# Lesson 1

## 1. Objectives

The main objective of this notebook is to replicate the results from the first lesson of Fast AI course (https://github.com/fastai/courses/blob/master/deeplearning1/nbs/lesson1.ipynb).

I decided to do the following:
1. Create vgg16 model based on vgg16 class.
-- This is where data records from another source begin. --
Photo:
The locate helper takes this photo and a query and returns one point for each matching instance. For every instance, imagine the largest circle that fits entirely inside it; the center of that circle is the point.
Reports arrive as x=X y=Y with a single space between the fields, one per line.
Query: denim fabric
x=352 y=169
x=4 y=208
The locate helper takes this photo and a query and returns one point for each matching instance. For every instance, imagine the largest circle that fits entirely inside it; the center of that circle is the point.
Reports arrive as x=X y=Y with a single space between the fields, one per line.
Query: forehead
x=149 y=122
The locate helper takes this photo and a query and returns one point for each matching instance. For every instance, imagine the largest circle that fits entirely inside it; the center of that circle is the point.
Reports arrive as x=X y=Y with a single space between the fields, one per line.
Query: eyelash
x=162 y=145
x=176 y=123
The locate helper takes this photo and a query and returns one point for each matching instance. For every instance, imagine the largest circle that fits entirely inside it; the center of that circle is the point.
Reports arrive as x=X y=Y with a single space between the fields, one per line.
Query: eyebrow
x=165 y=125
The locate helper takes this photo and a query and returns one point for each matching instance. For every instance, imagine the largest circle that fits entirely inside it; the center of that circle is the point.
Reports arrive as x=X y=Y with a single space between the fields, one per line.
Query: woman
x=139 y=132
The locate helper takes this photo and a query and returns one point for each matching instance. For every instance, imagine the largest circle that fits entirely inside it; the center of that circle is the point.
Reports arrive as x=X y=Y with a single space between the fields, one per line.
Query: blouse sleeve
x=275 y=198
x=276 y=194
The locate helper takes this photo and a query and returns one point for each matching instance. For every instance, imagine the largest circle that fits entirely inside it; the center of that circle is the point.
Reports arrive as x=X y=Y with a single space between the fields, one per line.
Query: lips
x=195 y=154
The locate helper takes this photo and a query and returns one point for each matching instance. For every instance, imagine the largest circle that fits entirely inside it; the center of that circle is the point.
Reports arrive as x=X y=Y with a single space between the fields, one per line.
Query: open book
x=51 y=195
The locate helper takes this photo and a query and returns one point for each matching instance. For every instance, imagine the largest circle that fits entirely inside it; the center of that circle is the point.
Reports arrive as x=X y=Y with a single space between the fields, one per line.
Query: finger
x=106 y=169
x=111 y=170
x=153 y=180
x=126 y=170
It should be able to distinguish between cats and dogs.
2. Take part in the Dogs vs Cats Kaggle Competition
3. Create vgg16 model which works on some other dataset.

Data should be downloaded from http://files.fast.ai/data/dogscats.zip and put into data directory.

## 2. Setting up

In [1]:
%matplotlib inline
from __future__ import division,print_function

import os, json 
from glob import glob
import numpy as np
np.set_printoptions(precision=4, linewidth=100)
from matplotlib import pyplot as plt

In [2]:
import utils; reload(utils)
from utils import plots

Using gpu device 0: Tesla K80 (CNMeM is disabled, cuDNN 5103)
Using Theano backend.


In [3]:
import vgg16; reload(vgg16)
from vgg16 import Vgg16

## 3. VGG16 - cats and dogs

In [4]:
# path = os.path.join("..","data","dogscats")
path = os.path.join("..","data","dogscats","sample")

In [5]:
batch_size = 64

In [6]:
network = Vgg16()

In [None]:
train_batches = network.get_batches(os.path.join(path, "train"))
validation_batches = network.get_batches(os.path.join(path, "valid"))
network.finetune(train_batches)

In [None]:
network.fit(train_batches, validation_batches)

In [None]:
batches = network.get_batches(os.path.join(path,"train"), batch_size=4)

In [None]:
imgs,labels = next(batches)
plots(imgs, titles=labels)

## 4. Cats and dogs - Kaggle competition 

In [4]:
path = os.path.join("..", "dogscats_data")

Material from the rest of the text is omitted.